En testant les méthodes de préparation des aliments que les Néandertaliens auraient pu utiliser, pour voir quelles traces elles pourraient laisser sur les os et comment ces traces se comparent aux dommages causés par les processus naturels ou les actions d’autres animaux, les scientifiques ont créé une base de données expérimentale qui peut être comparée à de vrais sites archéologiques.
Les scientifiques ont collecté cinq oiseaux sauvages morts de causes naturelles au Centre d’écologie, de réhabilitation et de surveillance de la faune sauvage (CERVAS) de Gouveia, au Portugal. Ils ont choisi deux corneilles noires, deux tourterelles turques et un pigeon ramier, qui sont similaires aux espèces dont se nourrissaient les Néandertaliens, et ont sélectionné des méthodes de cuisson en s’appuyant sur des preuves archéologiques et des données ethnographiques.
Tous les oiseaux ont été déplumés à la main. Une corneille noire et une tourterelle turque ont ensuite été dépecées crues à l’aide d’un éclat de silex. Les trois autres ont été rôties sur des charbons ardents jusqu’à ce qu’elles soient cuites, puis dépecées, ce qui, selon les scientifiques, s’est avéré beaucoup plus facile que de dépecer les oiseaux crus.
« Pour rôtir les volailles sur les braises, il fallait maintenir une température constante et surveiller attentivement la durée de cuisson afin d’éviter de trop cuire la viande », explique Nabais. « Peut-être parce que nous avons plumé les volailles avant la cuisson, le processus de rôtissage a été beaucoup plus rapide que prévu. En fait, nous avons passé plus de temps à préparer les braises qu’à les cuire, ce qui a pris moins de 10 minutes. »

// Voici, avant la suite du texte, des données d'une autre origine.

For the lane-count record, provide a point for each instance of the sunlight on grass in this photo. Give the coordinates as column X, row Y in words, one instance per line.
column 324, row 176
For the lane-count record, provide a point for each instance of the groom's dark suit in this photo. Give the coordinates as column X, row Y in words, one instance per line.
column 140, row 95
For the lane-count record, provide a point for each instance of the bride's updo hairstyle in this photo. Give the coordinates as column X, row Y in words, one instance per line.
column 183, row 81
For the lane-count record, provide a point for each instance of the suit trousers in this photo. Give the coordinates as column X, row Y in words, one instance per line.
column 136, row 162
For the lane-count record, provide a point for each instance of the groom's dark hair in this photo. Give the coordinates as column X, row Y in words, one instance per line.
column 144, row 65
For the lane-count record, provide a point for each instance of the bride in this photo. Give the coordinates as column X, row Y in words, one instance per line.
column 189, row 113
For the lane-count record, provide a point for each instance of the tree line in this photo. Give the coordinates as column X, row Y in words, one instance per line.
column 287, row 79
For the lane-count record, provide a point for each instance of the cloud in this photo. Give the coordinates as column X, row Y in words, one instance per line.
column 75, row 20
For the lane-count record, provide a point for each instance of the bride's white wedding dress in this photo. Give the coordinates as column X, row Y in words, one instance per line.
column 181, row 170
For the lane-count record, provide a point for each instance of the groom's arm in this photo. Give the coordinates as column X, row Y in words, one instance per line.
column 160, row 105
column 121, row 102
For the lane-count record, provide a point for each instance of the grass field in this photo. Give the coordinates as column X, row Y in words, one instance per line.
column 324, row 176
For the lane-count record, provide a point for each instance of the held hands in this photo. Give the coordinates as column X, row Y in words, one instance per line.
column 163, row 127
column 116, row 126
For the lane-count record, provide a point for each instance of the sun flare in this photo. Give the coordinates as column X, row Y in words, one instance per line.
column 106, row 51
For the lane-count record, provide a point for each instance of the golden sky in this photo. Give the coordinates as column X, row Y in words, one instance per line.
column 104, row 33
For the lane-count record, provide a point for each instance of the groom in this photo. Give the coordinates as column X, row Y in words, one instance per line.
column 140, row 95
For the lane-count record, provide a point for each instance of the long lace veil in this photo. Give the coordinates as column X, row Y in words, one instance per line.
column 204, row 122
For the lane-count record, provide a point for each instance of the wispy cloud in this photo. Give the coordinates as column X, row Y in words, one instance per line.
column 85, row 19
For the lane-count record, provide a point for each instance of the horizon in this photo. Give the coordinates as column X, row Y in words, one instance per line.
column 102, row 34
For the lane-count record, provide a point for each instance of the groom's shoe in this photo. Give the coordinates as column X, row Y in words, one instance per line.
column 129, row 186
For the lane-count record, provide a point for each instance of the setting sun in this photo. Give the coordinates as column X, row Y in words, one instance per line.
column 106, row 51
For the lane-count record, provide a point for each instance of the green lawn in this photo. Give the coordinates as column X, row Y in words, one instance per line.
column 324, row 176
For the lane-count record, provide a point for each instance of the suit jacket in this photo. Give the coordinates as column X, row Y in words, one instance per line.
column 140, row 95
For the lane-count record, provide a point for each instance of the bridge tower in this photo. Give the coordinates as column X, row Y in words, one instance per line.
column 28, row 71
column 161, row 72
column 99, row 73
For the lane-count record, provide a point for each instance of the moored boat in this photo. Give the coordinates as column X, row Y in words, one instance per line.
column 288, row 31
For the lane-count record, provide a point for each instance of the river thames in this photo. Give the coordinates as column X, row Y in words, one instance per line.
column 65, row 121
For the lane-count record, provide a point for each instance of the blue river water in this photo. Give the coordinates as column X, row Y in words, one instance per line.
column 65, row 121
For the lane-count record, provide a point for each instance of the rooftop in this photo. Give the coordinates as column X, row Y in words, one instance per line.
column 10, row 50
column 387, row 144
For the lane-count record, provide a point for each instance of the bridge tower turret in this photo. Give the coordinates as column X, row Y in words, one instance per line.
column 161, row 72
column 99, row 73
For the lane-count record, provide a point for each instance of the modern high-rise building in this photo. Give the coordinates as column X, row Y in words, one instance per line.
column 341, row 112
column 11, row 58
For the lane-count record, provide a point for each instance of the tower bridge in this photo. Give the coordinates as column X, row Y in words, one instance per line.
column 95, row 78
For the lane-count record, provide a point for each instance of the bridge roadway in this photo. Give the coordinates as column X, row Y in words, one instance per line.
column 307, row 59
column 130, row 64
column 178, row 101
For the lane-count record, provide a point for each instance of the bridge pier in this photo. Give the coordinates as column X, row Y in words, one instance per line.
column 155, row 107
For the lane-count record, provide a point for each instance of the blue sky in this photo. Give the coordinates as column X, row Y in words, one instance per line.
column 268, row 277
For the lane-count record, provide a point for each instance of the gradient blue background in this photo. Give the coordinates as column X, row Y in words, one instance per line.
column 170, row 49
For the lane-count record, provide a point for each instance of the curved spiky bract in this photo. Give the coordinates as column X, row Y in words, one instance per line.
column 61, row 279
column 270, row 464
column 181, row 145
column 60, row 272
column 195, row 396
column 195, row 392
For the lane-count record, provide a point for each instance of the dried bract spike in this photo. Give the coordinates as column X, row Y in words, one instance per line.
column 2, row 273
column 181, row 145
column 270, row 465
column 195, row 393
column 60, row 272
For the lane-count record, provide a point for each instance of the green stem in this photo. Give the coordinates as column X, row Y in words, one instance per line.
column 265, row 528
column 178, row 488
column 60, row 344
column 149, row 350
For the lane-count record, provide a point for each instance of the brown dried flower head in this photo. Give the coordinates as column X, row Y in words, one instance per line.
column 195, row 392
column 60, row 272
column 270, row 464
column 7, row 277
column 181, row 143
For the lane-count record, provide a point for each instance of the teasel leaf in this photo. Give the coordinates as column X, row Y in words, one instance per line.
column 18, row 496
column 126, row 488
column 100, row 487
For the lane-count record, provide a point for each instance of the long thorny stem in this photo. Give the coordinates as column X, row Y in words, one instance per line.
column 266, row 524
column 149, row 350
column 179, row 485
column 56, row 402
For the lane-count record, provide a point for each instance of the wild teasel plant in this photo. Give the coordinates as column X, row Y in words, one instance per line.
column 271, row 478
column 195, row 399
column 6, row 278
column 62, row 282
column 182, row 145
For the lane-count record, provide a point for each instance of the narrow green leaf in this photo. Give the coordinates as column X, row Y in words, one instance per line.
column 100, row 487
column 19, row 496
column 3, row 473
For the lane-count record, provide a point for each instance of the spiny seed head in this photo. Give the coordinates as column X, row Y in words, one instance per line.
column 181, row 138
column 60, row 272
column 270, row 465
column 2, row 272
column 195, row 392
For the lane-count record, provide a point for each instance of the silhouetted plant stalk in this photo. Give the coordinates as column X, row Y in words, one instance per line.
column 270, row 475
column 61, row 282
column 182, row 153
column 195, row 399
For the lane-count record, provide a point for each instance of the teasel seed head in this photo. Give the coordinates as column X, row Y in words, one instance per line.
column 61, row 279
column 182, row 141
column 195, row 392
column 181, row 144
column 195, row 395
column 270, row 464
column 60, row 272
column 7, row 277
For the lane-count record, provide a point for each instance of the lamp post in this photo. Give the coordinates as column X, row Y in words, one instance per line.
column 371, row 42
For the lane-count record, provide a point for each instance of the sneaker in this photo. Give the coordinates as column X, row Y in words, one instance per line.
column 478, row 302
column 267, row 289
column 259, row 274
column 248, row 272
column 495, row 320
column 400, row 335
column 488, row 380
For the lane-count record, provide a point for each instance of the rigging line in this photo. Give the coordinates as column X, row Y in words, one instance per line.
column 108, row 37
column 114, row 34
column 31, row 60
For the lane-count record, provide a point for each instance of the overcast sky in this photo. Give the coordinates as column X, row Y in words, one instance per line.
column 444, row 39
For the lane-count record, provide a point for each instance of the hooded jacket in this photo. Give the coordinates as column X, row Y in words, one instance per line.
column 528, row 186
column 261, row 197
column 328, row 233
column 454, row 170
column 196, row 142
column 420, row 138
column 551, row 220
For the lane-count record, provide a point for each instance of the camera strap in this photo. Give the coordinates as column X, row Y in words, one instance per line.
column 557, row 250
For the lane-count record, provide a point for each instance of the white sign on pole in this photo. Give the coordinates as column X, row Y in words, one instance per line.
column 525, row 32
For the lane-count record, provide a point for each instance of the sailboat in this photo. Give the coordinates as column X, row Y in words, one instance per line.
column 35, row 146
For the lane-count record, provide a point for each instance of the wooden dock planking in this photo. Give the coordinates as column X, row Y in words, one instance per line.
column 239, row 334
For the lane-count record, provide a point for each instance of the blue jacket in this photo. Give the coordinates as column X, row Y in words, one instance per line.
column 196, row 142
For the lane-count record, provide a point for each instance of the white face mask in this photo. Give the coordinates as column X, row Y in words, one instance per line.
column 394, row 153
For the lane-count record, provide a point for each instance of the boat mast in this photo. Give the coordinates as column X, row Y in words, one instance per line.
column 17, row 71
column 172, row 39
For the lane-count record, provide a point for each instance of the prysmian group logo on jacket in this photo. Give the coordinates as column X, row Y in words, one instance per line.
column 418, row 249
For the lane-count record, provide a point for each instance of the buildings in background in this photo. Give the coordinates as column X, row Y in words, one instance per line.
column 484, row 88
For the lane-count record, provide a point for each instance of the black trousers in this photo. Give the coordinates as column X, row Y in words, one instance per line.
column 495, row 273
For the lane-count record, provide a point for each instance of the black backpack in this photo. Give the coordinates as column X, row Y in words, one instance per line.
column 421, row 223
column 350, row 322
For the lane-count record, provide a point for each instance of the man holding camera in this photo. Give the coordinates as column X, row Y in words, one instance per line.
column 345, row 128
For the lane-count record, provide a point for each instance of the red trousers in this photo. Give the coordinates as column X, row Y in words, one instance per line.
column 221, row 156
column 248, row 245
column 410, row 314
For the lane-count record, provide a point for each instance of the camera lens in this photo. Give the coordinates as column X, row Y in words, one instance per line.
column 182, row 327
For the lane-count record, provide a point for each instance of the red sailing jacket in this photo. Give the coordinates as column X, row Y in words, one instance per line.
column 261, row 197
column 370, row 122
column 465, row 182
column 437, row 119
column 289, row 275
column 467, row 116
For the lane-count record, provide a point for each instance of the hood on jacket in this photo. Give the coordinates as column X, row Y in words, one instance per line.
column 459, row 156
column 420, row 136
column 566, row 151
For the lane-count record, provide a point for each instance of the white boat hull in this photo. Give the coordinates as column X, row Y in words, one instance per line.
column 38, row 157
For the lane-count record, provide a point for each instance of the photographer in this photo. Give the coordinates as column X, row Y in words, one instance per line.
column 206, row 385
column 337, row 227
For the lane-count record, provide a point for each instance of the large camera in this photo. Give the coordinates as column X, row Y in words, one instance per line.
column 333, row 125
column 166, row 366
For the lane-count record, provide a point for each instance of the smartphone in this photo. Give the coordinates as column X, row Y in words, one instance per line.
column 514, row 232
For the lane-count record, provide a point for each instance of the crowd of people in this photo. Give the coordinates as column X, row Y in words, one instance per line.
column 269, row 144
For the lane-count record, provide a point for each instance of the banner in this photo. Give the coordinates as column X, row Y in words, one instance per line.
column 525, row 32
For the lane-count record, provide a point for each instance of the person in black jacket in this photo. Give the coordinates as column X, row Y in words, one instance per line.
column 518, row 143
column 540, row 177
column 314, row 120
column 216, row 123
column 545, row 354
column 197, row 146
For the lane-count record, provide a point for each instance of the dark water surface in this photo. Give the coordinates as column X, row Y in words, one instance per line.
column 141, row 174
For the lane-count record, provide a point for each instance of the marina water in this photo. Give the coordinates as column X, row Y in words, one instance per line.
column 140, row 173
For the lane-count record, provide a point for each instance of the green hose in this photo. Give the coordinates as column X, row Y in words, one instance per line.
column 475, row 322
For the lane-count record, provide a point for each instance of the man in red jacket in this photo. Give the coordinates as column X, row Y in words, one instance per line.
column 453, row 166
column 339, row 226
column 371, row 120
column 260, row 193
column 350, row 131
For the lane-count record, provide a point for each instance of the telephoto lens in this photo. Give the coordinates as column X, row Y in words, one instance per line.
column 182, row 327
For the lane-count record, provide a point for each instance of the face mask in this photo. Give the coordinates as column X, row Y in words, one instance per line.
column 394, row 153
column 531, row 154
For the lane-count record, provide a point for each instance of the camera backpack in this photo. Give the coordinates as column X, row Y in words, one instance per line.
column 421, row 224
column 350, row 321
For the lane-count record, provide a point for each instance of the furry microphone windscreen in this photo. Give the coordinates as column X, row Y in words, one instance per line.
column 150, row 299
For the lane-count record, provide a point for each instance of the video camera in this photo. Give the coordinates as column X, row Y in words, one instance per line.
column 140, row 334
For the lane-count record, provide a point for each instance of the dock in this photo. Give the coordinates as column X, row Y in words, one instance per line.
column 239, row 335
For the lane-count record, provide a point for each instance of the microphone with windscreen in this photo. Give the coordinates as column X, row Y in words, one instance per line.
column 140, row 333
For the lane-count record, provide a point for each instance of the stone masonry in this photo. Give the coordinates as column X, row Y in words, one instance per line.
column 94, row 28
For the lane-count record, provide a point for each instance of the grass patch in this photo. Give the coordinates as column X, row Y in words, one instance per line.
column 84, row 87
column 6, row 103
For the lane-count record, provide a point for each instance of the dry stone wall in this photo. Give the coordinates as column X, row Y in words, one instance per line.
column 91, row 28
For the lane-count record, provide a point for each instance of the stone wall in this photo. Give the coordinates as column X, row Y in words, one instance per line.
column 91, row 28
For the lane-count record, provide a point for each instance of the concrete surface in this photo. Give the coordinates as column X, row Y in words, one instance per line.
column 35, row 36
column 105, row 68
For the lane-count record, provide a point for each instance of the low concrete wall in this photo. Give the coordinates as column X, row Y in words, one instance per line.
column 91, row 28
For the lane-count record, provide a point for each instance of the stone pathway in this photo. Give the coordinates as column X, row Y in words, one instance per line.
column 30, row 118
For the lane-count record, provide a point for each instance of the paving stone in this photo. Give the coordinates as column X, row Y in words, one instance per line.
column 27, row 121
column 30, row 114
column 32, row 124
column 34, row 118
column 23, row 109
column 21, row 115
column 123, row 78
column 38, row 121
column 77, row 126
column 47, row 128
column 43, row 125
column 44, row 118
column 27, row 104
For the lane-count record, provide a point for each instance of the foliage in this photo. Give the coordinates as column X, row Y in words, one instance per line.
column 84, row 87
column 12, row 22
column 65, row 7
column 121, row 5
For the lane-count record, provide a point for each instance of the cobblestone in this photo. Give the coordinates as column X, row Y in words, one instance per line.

Donner de la chair aux os préhistoriques
Les scientifiques ont nettoyé et séché les os, puis les ont examinés au microscope pour déceler les marques de coupures, les cassures et les brûlures. Ils ont également examiné l’éclat de silex qu’ils avaient utilisé pour déceler toute trace d’usure. Bien qu’ils aient utilisé leurs mains pour la plupart des opérations de boucherie, les oiseaux crus ont nécessité une utilisation considérable de l’éclat de silex, qui présentait désormais de petites cicatrices en demi-lune sur le bord.
Alors que les coupes utilisées pour retirer la viande des oiseaux crus n’ont pas laissé de traces sur les os, les coupes visant les tendons ont laissé des marques similaires à celles des oiseaux retrouvés sur les sites archéologiques.
Les os des oiseaux rôtis étaient plus fragiles : certains s’étaient brisés et n’avaient pu être récupérés. Presque tous présentaient des brûlures brunes ou noires compatibles avec une exposition contrôlée à la chaleur. Des taches noires à l’intérieur de certains os suggéraient que le contenu de la cavité interne avait également brûlé.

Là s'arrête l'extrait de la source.